W połowie grudnia ubiegłego roku w polskiej przestrzeni powietrznej znalazł się rosyjski pocisk manewrujący Ch-55. Po kilku miesiącach, w kwietniu, rakieta została znaleziona w lesie w Zamościu pod Bydgoszczą przez przypadkową osobę. O tym, że rakieta naruszyła przestrzeń powietrzną, miał nie wiedzieć ani premier Mateusz Morawiecki, ani prezydent Andrzej Duda, zwierzchnik Sił Zbrojnych.
Czytaj więcej
Szef gabinetu prezydenta Paweł Szrot oświadczył, że znaleziona została głowica z rakiety, która w grudniu 2022 r. spadła w Zamościu pod Bydgoszczą. Dodał, że głowica jest badana przez "odpowiednie instytucje".
Morawiecki: Wskazujemy również na tragiczny incydent w Przewodowie
- Generalnie Rosja powinna ponieść bardzo daleko idące konsekwencje dyplomatyczne nie za upadek rakiety, tylko za straszne zbrodnie, które popełnia na Ukrainie, za mordowanie dzieci, dorosłych, cywilów. To są okrutne zbrodnie i na to zwracamy szczególną uwagę na forum międzynarodowym w naszej działalności dyplomatycznej - powiedział w piątek Mateusz Morawiecki.

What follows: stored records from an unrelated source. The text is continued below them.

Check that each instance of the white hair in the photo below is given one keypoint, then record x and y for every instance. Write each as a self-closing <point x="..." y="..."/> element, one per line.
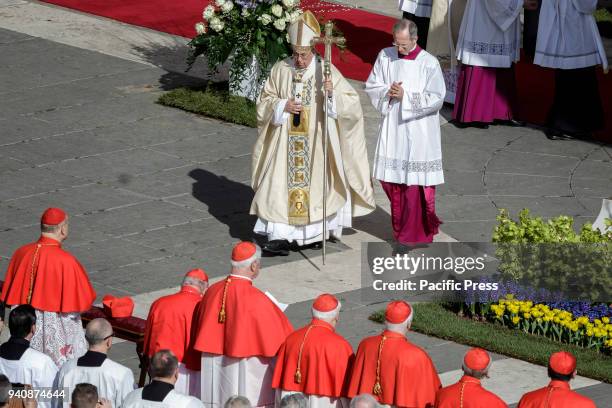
<point x="327" y="315"/>
<point x="400" y="327"/>
<point x="193" y="281"/>
<point x="247" y="262"/>
<point x="364" y="399"/>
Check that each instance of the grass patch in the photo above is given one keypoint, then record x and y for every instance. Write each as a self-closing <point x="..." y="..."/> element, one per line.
<point x="213" y="101"/>
<point x="434" y="320"/>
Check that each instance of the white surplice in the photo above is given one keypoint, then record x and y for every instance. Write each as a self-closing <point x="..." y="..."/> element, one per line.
<point x="315" y="401"/>
<point x="409" y="147"/>
<point x="568" y="37"/>
<point x="33" y="368"/>
<point x="114" y="381"/>
<point x="172" y="400"/>
<point x="490" y="34"/>
<point x="188" y="382"/>
<point x="308" y="234"/>
<point x="420" y="8"/>
<point x="224" y="376"/>
<point x="59" y="335"/>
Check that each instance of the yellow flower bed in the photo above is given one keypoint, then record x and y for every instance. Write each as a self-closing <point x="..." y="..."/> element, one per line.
<point x="559" y="325"/>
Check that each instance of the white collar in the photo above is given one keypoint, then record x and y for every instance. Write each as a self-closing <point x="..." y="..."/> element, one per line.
<point x="241" y="277"/>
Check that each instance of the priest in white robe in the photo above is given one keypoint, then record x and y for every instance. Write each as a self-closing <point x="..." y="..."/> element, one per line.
<point x="287" y="170"/>
<point x="160" y="392"/>
<point x="444" y="25"/>
<point x="419" y="12"/>
<point x="21" y="363"/>
<point x="407" y="87"/>
<point x="488" y="46"/>
<point x="113" y="380"/>
<point x="569" y="41"/>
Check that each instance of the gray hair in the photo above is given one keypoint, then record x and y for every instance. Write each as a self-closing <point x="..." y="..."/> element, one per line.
<point x="476" y="373"/>
<point x="364" y="401"/>
<point x="237" y="401"/>
<point x="296" y="400"/>
<point x="97" y="331"/>
<point x="405" y="24"/>
<point x="198" y="283"/>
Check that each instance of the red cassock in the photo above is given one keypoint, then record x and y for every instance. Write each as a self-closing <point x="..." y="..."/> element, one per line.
<point x="557" y="394"/>
<point x="407" y="377"/>
<point x="253" y="325"/>
<point x="325" y="361"/>
<point x="468" y="393"/>
<point x="169" y="326"/>
<point x="47" y="277"/>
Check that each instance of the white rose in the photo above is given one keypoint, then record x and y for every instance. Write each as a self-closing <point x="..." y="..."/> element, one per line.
<point x="277" y="10"/>
<point x="265" y="19"/>
<point x="227" y="6"/>
<point x="200" y="28"/>
<point x="218" y="27"/>
<point x="280" y="24"/>
<point x="209" y="12"/>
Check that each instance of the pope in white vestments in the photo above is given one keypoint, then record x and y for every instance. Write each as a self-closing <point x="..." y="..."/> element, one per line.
<point x="407" y="87"/>
<point x="21" y="363"/>
<point x="568" y="39"/>
<point x="287" y="171"/>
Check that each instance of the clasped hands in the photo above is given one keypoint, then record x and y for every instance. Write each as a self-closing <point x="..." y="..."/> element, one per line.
<point x="296" y="107"/>
<point x="396" y="91"/>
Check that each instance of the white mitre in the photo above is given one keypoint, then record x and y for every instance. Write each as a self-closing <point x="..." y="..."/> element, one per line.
<point x="303" y="30"/>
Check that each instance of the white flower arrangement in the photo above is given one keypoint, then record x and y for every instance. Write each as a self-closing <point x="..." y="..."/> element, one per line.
<point x="265" y="19"/>
<point x="216" y="24"/>
<point x="209" y="12"/>
<point x="200" y="28"/>
<point x="227" y="6"/>
<point x="289" y="3"/>
<point x="277" y="10"/>
<point x="280" y="24"/>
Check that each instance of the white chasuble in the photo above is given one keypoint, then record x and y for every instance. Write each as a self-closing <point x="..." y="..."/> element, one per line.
<point x="315" y="401"/>
<point x="172" y="400"/>
<point x="223" y="377"/>
<point x="409" y="144"/>
<point x="287" y="172"/>
<point x="568" y="37"/>
<point x="33" y="368"/>
<point x="490" y="34"/>
<point x="113" y="381"/>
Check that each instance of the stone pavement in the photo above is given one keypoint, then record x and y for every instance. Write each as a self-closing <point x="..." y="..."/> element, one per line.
<point x="154" y="191"/>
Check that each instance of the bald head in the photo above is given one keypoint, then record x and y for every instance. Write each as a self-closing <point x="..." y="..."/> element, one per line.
<point x="99" y="334"/>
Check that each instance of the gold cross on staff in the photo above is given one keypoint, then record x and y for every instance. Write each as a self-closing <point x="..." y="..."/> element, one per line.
<point x="328" y="40"/>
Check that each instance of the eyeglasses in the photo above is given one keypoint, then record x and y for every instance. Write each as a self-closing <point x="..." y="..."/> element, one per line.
<point x="401" y="45"/>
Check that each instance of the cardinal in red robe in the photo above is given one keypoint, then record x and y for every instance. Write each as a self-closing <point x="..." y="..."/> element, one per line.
<point x="315" y="360"/>
<point x="44" y="275"/>
<point x="238" y="330"/>
<point x="391" y="368"/>
<point x="169" y="328"/>
<point x="468" y="392"/>
<point x="557" y="394"/>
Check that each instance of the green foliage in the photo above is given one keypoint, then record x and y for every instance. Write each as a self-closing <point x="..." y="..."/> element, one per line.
<point x="214" y="101"/>
<point x="434" y="320"/>
<point x="551" y="255"/>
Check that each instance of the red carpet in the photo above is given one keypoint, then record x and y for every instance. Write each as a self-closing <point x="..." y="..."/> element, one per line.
<point x="366" y="34"/>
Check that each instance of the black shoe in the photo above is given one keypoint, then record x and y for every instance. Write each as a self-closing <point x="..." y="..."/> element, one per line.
<point x="464" y="125"/>
<point x="553" y="134"/>
<point x="511" y="123"/>
<point x="276" y="247"/>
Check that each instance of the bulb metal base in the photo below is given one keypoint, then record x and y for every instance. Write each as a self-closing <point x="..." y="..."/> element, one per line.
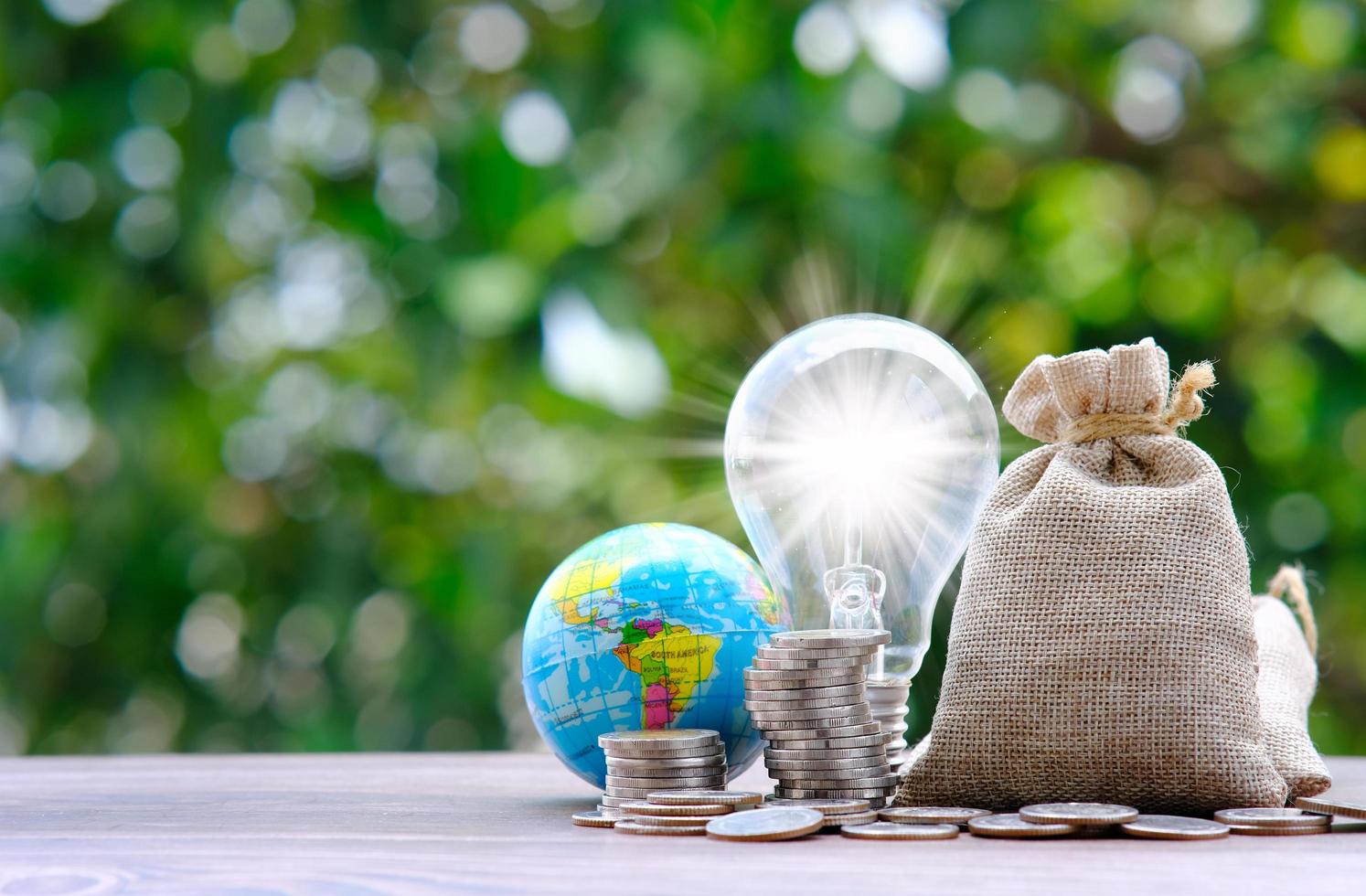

- Oczywiście wskazujemy również na ten tragiczny incydent w Przewodowie (gdzie na skutek eksplozji prawdopodobnie ukraińskiego pocisku obrony powietrznej systemu S-300 15 listopada 2022 r. zginęło dwóch Polaków - red.), na działania, które wiążą się z obiektami latającymi nad terytorium Rzeczypospolitej, zresztą tak jak nad Rumunią czy Mołdawią, w wielu innych krajach pojawiają się takie obiekty latające - mówił premier.